Захар Лыков не стал, как другие, отмахиваться от этих слухов, быстро собрал из молодых мужиков, своих товарищей, и парней-комсомольцев отряд самообороны. Потом, все так же ничуть не мешкая, съездил в уездный город и привез оттуда несколько настоящих наганов и винтовок со штыками.
И вот две недели уже, как этот отряд шагает солдатским строем по селу или уходит далеко в степь и там бахает по каким-то целям.
От этих выстрелов — то залпами, то в одиночку — у Леньки прямо дух замирает: все бы отдал, только бы попасть в отряд да получить наган. Он видел его. У Митьки. Небольшой такой, черный и грозный. Митька даже подержать давал его Леньке, а пальнуть, сколько ни просил, не дал. Вот и хочет Ленька уговорить Митьку взять его в отряд. Конечно, Митька не командир, но как-никак, а председатель комсомола. Неужто Лыков не послушает его и откажет?
Все, пожалуй, уладилось бы, Митька, конечно, помог бы Леньке, да вдруг эта проклятая метка на воротах!
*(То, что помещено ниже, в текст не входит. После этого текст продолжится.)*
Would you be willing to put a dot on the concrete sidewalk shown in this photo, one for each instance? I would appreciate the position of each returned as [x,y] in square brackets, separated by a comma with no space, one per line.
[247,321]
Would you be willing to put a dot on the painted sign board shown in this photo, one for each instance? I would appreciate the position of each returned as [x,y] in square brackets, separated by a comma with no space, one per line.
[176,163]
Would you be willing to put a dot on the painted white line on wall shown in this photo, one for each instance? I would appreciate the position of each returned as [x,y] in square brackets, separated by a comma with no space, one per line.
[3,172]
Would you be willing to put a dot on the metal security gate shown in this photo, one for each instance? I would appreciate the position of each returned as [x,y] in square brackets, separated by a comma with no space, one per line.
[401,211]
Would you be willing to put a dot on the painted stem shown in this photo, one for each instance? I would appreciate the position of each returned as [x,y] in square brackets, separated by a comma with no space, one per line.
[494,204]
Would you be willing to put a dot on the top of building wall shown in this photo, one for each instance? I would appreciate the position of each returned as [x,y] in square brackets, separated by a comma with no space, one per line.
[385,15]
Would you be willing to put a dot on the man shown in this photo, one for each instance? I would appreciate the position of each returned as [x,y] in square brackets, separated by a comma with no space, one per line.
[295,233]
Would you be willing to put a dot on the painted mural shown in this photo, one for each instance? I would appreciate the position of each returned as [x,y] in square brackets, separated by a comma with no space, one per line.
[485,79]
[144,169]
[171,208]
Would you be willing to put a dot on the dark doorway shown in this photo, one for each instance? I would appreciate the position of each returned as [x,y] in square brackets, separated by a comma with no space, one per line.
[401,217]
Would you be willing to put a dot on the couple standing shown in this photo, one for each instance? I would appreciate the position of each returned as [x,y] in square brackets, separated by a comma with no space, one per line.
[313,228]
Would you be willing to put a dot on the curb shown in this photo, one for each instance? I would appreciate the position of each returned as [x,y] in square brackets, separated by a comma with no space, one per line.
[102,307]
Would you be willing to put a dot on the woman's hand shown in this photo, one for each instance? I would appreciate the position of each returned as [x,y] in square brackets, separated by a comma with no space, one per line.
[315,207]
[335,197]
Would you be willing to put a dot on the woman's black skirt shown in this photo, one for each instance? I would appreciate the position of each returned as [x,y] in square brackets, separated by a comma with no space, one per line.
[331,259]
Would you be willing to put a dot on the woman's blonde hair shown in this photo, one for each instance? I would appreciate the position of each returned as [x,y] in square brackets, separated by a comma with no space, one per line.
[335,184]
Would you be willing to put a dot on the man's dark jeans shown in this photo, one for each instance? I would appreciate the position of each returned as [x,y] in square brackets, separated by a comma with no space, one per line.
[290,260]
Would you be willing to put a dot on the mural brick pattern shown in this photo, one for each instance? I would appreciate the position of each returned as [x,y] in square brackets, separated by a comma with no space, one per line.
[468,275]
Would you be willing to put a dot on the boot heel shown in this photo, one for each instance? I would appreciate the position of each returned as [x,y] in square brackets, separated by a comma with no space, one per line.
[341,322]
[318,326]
Она все испортила, все перевернула. Митька теперь почти не бывает дома — все у Лыкова в сельсовете. Да и Леньке забот привалило: днем по хозяйству занят, а ночью шумиловскую избу сторожит.
Легко сказать: сторожит. А попробуй-ка незаметно проберись в шумиловский двор, да влезь на завозню, да просиди там ночь. А ночи, они и летом всякие бывают, иная остудит — зуб на зуб не попадет.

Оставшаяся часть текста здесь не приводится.